By Ken Jacobs and Nari Rhee
Special to The Bee

There’s a lot of talk these days about raising the retirement age for younger workers. In Washington, Congress is considering further raising the eligibility age for Medicare and full Social Security benefits. In California, Gov. Jerry Brown’s sweeping pension reform proposal includes an across-the-board increase in retirement age to 67 for most new state and local government employees.

These seem like sensible measures at first glance, given that average life expectancy in the United States has been increasing. But dig a little deeper and you find that a lot of people have not shared in this boon, making these proposals profoundly unfair to low- and moderate-income families and African Americans.

The truth is that almost all of the increase in life expectancy has been enjoyed by wealthier Americans. Between the generation that retired in the 1960s and the one that retired in the past decade, life expectancy at age 65 increased by 5.5 years to age 86 for men in the top half of the income spectrum. Their counterparts in the bottom half gained one year, to age 81.

The differences are greater when considering socioeconomic extremes among working-age adults. In California, a 45-year-old white male in the highest 20 percent in terms of socioeconomic status – defined through income and education – has a life expectancy 8.5 years longer than a white man in the lowest 20 percent. Working-class people are less likely to live to retirement age despite paying into Social Security, and will live fewer years past normal retirement age.

There are racial and gender differences to consider as well. A white man at 45 has, on average, 33 years ahead of him, while the average African American man at the same age can expect 29 more years. At age 45, women can expect to live nearly four years longer than men of the same age.

The age at which people can receive full Social Security benefits is already being raised to 67 for people born in 1960 or later.
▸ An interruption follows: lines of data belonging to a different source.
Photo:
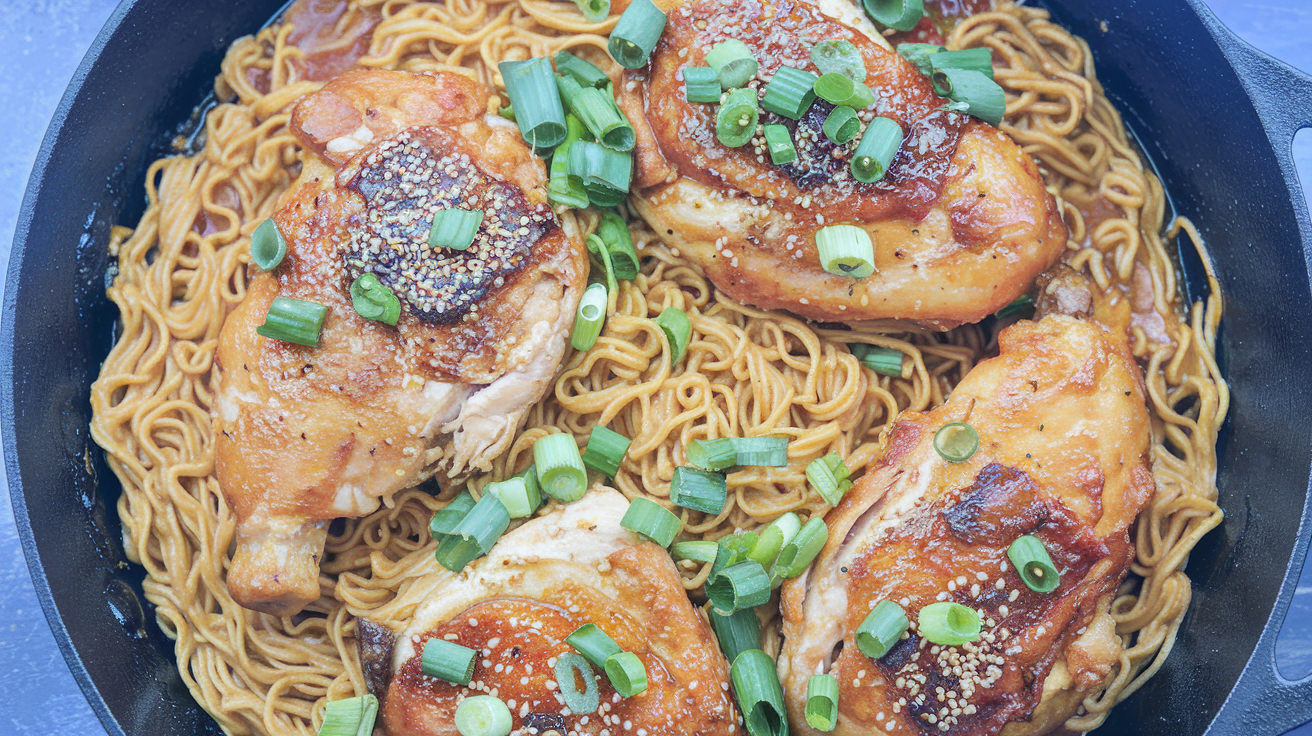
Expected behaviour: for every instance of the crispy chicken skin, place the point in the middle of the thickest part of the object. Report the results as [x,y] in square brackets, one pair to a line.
[962,222]
[307,434]
[541,581]
[1063,455]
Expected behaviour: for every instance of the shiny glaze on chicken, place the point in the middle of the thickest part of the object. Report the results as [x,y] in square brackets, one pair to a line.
[962,222]
[307,434]
[1063,455]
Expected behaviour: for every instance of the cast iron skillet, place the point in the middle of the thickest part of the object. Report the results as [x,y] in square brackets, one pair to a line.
[1215,116]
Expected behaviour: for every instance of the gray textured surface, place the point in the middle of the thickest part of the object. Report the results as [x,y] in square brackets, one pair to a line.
[41,43]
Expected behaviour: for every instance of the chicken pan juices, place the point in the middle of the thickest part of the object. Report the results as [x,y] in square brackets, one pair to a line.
[660,368]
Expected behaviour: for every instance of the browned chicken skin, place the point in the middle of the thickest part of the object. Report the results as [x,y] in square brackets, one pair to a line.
[1063,455]
[962,222]
[307,434]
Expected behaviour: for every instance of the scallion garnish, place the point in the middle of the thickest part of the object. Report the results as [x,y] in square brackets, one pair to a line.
[483,715]
[821,702]
[778,139]
[293,320]
[605,450]
[532,89]
[839,57]
[701,84]
[698,490]
[374,301]
[570,669]
[1034,564]
[735,121]
[449,661]
[841,125]
[957,441]
[268,245]
[845,249]
[756,682]
[677,329]
[949,623]
[790,92]
[651,520]
[636,33]
[732,62]
[882,629]
[875,152]
[898,15]
[738,587]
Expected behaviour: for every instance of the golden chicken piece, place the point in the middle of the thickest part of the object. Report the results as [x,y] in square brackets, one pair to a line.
[962,222]
[567,568]
[308,434]
[1063,455]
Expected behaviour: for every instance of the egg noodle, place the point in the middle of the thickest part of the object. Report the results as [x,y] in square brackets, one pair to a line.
[748,371]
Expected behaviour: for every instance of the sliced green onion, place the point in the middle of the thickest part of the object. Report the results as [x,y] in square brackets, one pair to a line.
[449,661]
[828,475]
[884,361]
[898,15]
[732,62]
[605,450]
[875,152]
[882,629]
[570,668]
[636,33]
[778,139]
[738,587]
[581,70]
[591,318]
[532,89]
[454,228]
[517,495]
[839,57]
[560,472]
[294,320]
[614,234]
[374,301]
[651,520]
[483,715]
[701,84]
[735,122]
[821,702]
[845,249]
[974,59]
[698,490]
[736,633]
[699,551]
[268,245]
[842,125]
[957,441]
[626,673]
[350,716]
[980,95]
[949,623]
[790,92]
[1034,564]
[677,329]
[773,538]
[756,682]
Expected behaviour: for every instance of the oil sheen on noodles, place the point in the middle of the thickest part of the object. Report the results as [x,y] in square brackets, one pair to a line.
[183,268]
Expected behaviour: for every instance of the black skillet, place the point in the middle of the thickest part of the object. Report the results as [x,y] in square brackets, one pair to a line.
[1215,116]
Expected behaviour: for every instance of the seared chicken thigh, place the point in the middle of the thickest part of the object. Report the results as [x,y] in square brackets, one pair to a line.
[1063,455]
[541,581]
[962,222]
[307,434]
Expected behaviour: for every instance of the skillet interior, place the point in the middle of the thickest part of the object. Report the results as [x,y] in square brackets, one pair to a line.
[155,62]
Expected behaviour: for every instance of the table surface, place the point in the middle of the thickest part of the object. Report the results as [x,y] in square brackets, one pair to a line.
[41,45]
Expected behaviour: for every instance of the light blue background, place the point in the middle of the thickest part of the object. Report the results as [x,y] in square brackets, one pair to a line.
[42,42]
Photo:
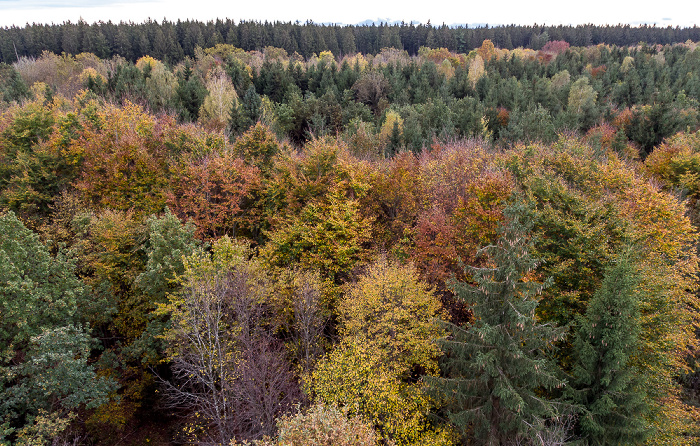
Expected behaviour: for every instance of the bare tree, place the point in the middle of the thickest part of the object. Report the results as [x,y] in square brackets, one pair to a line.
[227,369]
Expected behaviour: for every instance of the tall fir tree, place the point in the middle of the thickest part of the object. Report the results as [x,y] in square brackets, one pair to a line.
[495,368]
[605,386]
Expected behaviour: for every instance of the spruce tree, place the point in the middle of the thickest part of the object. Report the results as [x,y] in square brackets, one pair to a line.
[605,386]
[495,368]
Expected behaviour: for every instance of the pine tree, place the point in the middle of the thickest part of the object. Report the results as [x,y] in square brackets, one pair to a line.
[606,387]
[495,368]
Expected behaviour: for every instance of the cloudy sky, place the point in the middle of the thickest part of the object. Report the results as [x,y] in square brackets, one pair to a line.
[663,13]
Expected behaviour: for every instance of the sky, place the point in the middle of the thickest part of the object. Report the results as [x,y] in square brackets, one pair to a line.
[452,12]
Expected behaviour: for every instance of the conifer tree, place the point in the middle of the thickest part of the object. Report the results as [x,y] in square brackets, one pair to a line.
[495,367]
[604,385]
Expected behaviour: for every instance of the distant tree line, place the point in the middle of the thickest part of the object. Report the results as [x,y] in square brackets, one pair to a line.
[172,41]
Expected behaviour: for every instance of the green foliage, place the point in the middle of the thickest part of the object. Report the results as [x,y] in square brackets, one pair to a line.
[605,385]
[323,425]
[495,370]
[44,349]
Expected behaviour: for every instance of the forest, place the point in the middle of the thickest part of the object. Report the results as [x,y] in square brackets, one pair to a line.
[299,234]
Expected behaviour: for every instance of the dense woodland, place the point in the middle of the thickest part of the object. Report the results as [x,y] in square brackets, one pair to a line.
[230,234]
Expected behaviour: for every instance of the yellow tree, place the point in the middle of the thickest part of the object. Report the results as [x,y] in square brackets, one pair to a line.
[388,326]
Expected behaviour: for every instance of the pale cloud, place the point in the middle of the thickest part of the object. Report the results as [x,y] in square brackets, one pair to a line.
[549,12]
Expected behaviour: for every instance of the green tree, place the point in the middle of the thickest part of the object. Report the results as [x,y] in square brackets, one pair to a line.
[43,347]
[605,384]
[495,368]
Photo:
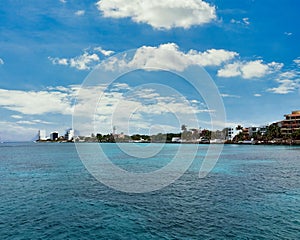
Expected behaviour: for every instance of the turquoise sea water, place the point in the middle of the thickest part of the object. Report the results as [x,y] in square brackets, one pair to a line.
[252,193]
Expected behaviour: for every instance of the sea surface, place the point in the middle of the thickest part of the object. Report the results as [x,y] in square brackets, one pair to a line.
[252,193]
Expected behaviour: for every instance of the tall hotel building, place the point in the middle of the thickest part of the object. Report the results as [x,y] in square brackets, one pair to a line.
[291,123]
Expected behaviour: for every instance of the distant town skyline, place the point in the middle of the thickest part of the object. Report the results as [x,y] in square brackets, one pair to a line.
[48,48]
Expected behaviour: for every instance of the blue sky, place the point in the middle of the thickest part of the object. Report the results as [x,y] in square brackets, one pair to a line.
[47,48]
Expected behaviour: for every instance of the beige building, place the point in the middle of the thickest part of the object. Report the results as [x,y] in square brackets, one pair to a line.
[291,123]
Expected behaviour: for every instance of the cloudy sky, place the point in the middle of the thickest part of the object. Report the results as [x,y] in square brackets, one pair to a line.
[250,48]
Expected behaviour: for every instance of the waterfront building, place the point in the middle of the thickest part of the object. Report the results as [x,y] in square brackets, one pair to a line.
[42,135]
[69,134]
[291,123]
[54,136]
[255,130]
[231,132]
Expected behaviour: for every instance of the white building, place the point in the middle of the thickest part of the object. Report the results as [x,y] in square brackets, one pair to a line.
[53,136]
[70,134]
[42,135]
[254,130]
[231,133]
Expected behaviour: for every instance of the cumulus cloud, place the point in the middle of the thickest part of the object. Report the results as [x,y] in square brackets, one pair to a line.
[33,122]
[285,86]
[160,14]
[80,13]
[297,61]
[226,95]
[11,131]
[288,82]
[169,56]
[82,62]
[244,21]
[250,69]
[104,52]
[35,102]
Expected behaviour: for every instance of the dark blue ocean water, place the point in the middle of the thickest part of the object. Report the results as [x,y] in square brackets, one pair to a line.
[252,193]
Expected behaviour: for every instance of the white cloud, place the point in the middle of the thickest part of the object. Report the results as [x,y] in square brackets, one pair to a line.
[33,122]
[297,61]
[285,86]
[39,102]
[244,21]
[80,13]
[168,56]
[82,62]
[288,82]
[250,69]
[104,52]
[11,131]
[16,116]
[159,14]
[225,95]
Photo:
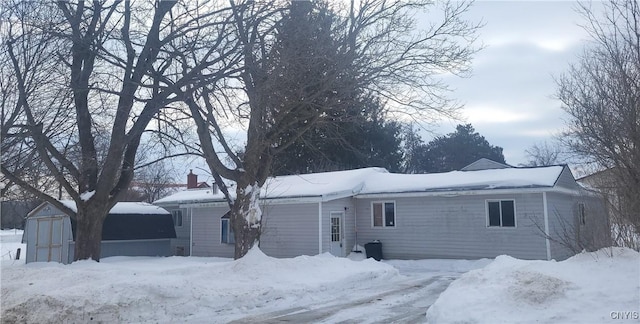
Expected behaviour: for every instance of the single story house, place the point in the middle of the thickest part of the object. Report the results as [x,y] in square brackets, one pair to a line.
[130,229]
[484,210]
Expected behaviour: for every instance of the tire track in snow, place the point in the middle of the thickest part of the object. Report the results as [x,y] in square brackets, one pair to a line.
[406,302]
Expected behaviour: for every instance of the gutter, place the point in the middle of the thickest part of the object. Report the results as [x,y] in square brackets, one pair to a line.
[457,193]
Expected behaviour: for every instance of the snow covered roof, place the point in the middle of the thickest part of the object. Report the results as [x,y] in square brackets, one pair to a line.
[464,180]
[339,184]
[125,208]
[324,185]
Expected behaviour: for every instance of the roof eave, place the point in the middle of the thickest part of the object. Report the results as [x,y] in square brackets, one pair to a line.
[468,192]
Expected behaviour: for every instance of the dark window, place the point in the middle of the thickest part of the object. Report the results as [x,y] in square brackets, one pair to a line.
[226,232]
[501,213]
[177,217]
[582,214]
[508,213]
[377,214]
[494,213]
[389,214]
[384,214]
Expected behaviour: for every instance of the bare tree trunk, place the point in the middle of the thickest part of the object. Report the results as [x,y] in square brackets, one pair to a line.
[89,223]
[246,218]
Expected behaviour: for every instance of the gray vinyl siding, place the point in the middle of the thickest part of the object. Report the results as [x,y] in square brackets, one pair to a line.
[568,235]
[290,230]
[206,240]
[455,227]
[562,224]
[183,233]
[346,206]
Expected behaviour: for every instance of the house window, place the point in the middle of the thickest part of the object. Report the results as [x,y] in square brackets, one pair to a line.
[177,217]
[501,213]
[582,218]
[383,214]
[226,231]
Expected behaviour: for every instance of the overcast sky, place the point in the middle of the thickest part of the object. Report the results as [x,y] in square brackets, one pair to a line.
[509,97]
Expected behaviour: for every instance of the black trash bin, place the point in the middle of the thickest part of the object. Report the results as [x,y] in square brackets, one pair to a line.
[374,250]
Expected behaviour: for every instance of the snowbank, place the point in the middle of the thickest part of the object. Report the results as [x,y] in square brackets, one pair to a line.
[587,288]
[176,289]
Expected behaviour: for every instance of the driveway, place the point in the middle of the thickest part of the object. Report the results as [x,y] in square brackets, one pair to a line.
[404,301]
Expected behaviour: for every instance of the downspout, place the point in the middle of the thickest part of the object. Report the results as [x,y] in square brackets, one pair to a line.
[320,227]
[546,224]
[355,221]
[190,231]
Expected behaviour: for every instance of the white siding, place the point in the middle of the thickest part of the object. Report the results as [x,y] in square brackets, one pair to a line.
[455,227]
[290,230]
[206,233]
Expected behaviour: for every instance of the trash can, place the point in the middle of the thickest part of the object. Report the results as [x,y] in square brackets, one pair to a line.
[374,250]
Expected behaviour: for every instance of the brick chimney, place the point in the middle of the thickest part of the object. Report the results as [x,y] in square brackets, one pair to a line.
[192,180]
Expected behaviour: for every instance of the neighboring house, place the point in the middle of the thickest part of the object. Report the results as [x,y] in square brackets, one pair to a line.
[130,229]
[488,210]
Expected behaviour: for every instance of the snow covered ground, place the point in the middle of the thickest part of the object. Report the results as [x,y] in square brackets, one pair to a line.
[599,287]
[258,288]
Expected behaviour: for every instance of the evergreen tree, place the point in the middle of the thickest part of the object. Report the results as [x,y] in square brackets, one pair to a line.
[353,136]
[454,151]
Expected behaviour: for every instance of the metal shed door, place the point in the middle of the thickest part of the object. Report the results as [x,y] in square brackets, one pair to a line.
[337,248]
[49,239]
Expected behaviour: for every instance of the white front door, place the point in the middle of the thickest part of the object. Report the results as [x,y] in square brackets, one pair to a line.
[337,237]
[49,239]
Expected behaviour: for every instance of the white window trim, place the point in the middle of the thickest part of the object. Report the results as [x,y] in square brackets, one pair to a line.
[384,215]
[515,214]
[582,214]
[228,230]
[174,217]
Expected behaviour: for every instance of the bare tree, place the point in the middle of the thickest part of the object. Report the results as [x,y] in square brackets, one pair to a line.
[543,154]
[87,70]
[287,81]
[601,94]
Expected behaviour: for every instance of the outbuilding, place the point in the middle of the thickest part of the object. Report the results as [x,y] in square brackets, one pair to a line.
[130,229]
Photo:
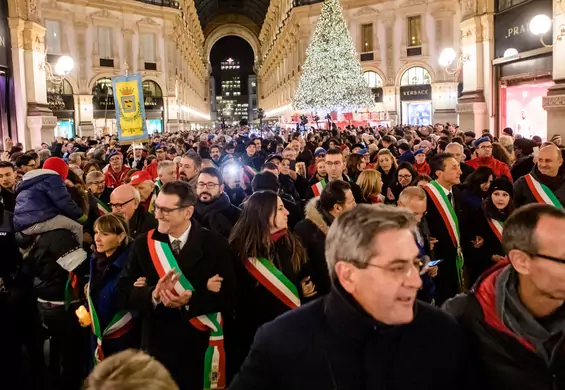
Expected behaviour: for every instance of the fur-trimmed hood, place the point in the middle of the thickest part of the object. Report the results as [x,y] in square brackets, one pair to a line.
[313,214]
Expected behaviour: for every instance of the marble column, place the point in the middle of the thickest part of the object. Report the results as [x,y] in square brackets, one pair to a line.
[36,122]
[472,106]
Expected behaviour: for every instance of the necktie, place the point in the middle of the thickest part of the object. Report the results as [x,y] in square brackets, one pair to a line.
[176,246]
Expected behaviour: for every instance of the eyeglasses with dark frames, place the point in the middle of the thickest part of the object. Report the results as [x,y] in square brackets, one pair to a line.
[165,210]
[546,257]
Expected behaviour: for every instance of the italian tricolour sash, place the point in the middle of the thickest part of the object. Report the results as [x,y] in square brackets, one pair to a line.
[541,192]
[318,187]
[273,280]
[214,360]
[103,209]
[496,227]
[120,324]
[445,208]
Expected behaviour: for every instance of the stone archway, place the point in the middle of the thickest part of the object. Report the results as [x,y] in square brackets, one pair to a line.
[236,30]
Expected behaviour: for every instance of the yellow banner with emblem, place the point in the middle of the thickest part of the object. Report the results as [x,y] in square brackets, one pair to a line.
[130,109]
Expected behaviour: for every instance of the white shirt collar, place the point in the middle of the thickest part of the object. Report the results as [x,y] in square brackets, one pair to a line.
[445,190]
[183,238]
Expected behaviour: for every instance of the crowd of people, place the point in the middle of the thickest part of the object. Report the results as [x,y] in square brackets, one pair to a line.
[356,258]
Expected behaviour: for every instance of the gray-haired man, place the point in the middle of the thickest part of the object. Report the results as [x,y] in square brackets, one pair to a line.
[369,332]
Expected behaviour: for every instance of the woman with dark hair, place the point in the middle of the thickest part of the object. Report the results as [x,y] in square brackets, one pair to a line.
[475,189]
[355,165]
[113,330]
[406,176]
[481,244]
[270,268]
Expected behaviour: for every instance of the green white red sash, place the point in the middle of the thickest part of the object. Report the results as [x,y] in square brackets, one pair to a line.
[214,360]
[120,324]
[541,192]
[273,280]
[496,227]
[103,209]
[318,187]
[445,209]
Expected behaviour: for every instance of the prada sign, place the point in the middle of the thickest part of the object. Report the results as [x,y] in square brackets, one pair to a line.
[512,27]
[416,92]
[378,94]
[4,35]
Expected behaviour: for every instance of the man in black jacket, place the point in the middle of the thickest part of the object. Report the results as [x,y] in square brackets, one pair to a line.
[369,332]
[545,183]
[443,218]
[336,198]
[177,260]
[125,200]
[514,317]
[213,208]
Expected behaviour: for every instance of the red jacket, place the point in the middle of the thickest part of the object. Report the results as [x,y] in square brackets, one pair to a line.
[115,179]
[498,167]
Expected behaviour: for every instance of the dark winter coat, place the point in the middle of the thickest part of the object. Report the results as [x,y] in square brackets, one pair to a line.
[218,216]
[478,260]
[503,359]
[255,304]
[523,195]
[332,343]
[104,274]
[312,233]
[40,196]
[46,258]
[167,333]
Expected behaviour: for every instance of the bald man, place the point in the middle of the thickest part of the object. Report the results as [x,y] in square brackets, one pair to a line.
[545,184]
[125,200]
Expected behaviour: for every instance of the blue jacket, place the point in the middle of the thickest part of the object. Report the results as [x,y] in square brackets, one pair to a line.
[40,196]
[103,296]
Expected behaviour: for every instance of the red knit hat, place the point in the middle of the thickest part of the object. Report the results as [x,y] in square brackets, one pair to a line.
[58,165]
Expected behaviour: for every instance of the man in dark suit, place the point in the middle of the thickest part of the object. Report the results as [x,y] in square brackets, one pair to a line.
[183,265]
[443,209]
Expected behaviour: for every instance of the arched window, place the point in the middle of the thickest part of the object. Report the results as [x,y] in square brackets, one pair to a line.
[102,94]
[151,88]
[152,94]
[416,76]
[373,79]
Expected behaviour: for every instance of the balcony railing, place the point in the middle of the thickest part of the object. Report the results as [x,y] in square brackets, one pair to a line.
[163,3]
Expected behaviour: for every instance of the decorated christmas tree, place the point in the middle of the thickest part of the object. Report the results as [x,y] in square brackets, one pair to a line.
[332,77]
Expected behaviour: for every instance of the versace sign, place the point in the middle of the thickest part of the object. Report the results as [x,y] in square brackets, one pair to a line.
[512,27]
[416,92]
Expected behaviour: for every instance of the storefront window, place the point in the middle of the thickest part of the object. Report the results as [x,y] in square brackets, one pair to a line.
[522,109]
[416,76]
[373,79]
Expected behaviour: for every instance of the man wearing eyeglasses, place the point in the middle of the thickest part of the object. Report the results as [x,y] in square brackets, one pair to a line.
[515,314]
[126,201]
[213,209]
[176,303]
[369,332]
[484,158]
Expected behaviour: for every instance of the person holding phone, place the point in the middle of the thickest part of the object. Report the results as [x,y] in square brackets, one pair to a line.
[415,200]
When this transition is complete in 2027, men in the bottom half of the income spectrum will have lost a few months in retirement compared to their fathers if current trends in life expectancy continue. Those in the top half will still enjoy a net increase. If retirement age were raised to, say, 70, Gen-Xers in the bottom half of the income spectrum would have one full year less retirement than their grandparents’ generation, born before World War I.

In setting retirement age, we should also consider the age at which people enter the workforce and the physical demands of their occupations. People working in physically demanding jobs, which tend not to require higher education, are more likely both to enter and exit the paid workforce earlier than their more highly educated counterparts. People who at age 18 join the construction or housekeeping industries may be many years shy of full retirement benefits when their bodies give out after 40 years of work.

Furthermore, once they lose employment it can be very difficult for older workers, especially those with low education levels, to find jobs. Tellingly, older workers without a college education make up more than 40 percent of those Americans who have been unemployed for more than a year. For many, this becomes a de facto “early retirement.”

Compare this to more highly paid workers, such as college professors and lawyers. These workers not only start their careers later after spending four or more years in higher education but are also able to sustain longer careers – often into their 60s and 70s – as the physical demands of a workday are far less strenuous.

With such a wide and growing gap in life expectancy, raising the full-benefit eligibility age for Social Security redistributes wealth upward, from those with lower incomes and shorter lives to longer-lived, higher-income households.

Raising the Medicare age is an even worse idea. In addition to the disparate class and race effects, it would increase the cost of health care overall. The Kaiser Family Foundation estimates that delaying entry into Medicare would cost states, employers and individuals twice as much as it would “save” the federal government.

Delaying retirement benefits for an aging population seems like a no-brainer, but it’s not the simple solution it appears to be. We need to find ways to restore solvency to our retirement programs, but we can’t settle for blunt, across-the-board policies that exacerbate our already alarmingly high levels of inequality.